Scheuer’s PR spending has raised eyebrows among his cabinet colleagues. The Transport Ministry will more than double its public-relations spending in 2019 to €2.5 million ($2.84 million) from €1 million this year – an increase of 150 percent. Scheuer justified the steep increase with higher PR outlays in connection with the diesel-emissions scandal, as Germans had an urgent need for information on the topic.
Sven-Christian Kindler, a member of the Greens party, says Scheuer’s argument is flimsy because Dieselgate was made public years ago. Scheuer wanted to make a name for himself as a “marketing minister” who “likes to talk about the diesel scandal, but does not deliver in the end,” Kindler grumbled.
A minister normally known for his tight-fistedness, Finance Minister Olaf Scholz, is also shelling out a lot more on PR. Scholz has penciled in €5 million on public relations in 2019, up from €3.7 million so far this year. His explanation? Due to global financial uncertainties, the minister had become a central player in international politics.
For 2019, these heightened responsibilities would require “a new form, scope and intensity of public relations work, the task of which would also be to communicate extensive measures in the field of European, financial market and international tax policy,” the Finance Ministry grandly announced.

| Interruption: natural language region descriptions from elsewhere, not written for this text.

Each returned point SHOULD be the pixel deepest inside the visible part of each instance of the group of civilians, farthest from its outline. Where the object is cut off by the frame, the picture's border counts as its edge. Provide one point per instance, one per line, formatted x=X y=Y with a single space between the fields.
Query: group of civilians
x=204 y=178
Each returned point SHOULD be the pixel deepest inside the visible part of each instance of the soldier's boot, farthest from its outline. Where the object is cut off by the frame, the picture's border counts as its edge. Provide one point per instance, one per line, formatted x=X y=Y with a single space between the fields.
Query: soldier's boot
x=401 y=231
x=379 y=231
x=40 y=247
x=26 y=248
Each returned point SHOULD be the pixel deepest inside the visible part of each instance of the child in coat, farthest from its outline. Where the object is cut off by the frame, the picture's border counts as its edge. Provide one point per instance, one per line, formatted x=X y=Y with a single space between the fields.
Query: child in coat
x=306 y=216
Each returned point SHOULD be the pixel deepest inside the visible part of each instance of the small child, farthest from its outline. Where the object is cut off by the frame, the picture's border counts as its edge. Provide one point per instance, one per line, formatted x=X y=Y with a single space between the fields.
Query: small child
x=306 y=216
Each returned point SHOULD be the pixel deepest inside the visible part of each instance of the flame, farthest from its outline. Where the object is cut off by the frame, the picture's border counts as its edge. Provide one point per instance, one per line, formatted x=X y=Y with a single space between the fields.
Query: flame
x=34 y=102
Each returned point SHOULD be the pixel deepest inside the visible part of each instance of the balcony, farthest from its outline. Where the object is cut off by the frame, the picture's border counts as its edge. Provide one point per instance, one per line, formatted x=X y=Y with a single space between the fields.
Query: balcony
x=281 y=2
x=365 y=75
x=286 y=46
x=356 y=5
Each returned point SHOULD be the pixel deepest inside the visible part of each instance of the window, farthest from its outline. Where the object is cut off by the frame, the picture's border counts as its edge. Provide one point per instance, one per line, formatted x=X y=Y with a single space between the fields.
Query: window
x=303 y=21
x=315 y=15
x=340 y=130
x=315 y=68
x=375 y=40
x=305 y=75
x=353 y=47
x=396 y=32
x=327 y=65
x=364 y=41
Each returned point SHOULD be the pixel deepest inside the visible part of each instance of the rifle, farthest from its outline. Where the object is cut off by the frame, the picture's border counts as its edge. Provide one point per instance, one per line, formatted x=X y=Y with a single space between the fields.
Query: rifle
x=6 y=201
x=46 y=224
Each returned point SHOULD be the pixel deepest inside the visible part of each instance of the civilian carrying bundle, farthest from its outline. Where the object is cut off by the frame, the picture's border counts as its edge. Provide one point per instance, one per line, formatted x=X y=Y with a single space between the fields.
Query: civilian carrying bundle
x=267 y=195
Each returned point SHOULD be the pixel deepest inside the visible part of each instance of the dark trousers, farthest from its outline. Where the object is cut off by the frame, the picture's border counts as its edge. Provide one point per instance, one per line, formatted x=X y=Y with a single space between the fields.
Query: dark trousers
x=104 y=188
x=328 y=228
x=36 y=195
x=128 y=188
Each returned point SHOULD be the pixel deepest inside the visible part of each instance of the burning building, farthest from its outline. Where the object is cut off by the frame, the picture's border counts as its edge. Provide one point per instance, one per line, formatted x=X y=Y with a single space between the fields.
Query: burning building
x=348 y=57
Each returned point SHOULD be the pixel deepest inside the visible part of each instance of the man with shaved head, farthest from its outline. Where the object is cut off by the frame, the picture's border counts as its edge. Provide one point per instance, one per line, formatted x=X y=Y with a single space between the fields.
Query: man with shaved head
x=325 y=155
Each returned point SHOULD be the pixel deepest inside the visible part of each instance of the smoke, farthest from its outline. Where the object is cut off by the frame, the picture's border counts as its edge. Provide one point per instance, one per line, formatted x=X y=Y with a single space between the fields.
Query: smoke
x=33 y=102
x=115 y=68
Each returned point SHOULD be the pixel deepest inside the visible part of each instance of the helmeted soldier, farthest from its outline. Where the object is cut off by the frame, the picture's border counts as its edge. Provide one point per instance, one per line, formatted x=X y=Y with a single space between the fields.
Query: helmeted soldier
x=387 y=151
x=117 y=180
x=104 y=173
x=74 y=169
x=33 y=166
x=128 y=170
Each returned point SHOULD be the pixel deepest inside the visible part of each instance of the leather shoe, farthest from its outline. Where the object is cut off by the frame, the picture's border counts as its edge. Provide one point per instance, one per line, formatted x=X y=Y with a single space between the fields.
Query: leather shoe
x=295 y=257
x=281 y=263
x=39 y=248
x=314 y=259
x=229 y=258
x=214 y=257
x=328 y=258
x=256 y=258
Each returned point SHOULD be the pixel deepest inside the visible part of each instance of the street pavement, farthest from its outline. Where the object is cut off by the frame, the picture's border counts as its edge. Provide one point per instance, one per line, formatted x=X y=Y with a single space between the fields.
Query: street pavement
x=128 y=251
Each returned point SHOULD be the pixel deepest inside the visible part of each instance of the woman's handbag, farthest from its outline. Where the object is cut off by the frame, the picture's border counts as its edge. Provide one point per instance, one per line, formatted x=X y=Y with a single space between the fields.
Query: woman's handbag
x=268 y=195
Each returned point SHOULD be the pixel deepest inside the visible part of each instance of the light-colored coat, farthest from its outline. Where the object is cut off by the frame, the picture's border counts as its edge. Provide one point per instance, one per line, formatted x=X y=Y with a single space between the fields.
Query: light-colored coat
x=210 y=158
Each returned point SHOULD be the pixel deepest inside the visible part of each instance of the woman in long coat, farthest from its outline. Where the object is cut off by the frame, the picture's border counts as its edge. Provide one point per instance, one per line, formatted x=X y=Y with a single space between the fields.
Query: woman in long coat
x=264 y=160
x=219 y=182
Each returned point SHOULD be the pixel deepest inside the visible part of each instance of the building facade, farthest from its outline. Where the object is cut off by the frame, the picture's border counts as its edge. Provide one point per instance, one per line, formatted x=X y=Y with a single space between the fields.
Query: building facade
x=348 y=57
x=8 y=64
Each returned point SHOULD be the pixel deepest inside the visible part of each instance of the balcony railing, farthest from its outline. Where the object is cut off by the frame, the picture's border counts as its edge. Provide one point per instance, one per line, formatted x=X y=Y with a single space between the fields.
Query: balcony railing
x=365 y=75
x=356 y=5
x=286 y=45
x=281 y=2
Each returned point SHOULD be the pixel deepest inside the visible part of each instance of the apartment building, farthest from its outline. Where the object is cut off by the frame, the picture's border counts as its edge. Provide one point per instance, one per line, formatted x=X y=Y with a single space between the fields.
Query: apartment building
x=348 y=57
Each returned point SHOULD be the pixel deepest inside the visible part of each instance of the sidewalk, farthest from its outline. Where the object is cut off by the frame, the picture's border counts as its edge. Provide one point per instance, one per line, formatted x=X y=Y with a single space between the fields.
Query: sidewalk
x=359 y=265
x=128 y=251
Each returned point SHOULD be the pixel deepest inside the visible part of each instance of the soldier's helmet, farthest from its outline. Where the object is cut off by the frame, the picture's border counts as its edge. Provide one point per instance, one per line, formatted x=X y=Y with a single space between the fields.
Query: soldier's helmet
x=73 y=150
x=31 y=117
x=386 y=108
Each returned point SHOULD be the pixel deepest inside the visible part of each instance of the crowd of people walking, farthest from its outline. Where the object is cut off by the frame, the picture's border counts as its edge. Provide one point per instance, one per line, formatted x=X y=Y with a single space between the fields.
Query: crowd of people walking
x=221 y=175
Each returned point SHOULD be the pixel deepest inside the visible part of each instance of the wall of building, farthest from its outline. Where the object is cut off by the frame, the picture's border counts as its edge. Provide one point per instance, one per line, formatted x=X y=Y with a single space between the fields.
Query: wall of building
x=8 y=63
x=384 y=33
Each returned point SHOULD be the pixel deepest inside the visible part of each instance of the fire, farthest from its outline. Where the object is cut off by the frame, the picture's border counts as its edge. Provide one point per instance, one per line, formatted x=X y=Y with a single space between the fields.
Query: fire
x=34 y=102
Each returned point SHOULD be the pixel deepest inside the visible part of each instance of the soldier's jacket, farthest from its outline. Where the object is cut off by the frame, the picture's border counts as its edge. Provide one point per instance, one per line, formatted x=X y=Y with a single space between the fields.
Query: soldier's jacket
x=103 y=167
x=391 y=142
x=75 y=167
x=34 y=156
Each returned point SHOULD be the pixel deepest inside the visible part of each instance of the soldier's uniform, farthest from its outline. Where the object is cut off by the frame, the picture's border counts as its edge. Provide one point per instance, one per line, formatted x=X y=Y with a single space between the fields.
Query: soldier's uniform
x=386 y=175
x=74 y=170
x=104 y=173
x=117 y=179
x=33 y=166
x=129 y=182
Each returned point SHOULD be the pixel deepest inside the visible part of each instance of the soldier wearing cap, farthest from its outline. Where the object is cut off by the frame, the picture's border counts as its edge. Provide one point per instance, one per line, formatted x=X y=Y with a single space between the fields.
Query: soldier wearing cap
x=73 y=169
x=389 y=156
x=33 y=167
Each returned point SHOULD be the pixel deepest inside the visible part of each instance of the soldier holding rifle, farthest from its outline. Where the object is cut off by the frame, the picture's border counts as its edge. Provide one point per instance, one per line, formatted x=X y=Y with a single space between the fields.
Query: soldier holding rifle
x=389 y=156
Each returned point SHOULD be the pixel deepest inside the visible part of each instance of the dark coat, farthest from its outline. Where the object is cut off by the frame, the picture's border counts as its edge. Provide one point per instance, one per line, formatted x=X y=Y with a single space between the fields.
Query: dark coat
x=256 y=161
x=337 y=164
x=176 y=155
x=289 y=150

Government figures show the PR expenditures of all German ministries will rise to €70.1 million in 2019 from €67.3 million this year. Yet these amounts seem paltry compared to those of some other industrialized countries, notably the United States – where national government spending for advertising and public relations averaged close to $1 billion for 2006 through 2015, according to the US Government Accountability Office.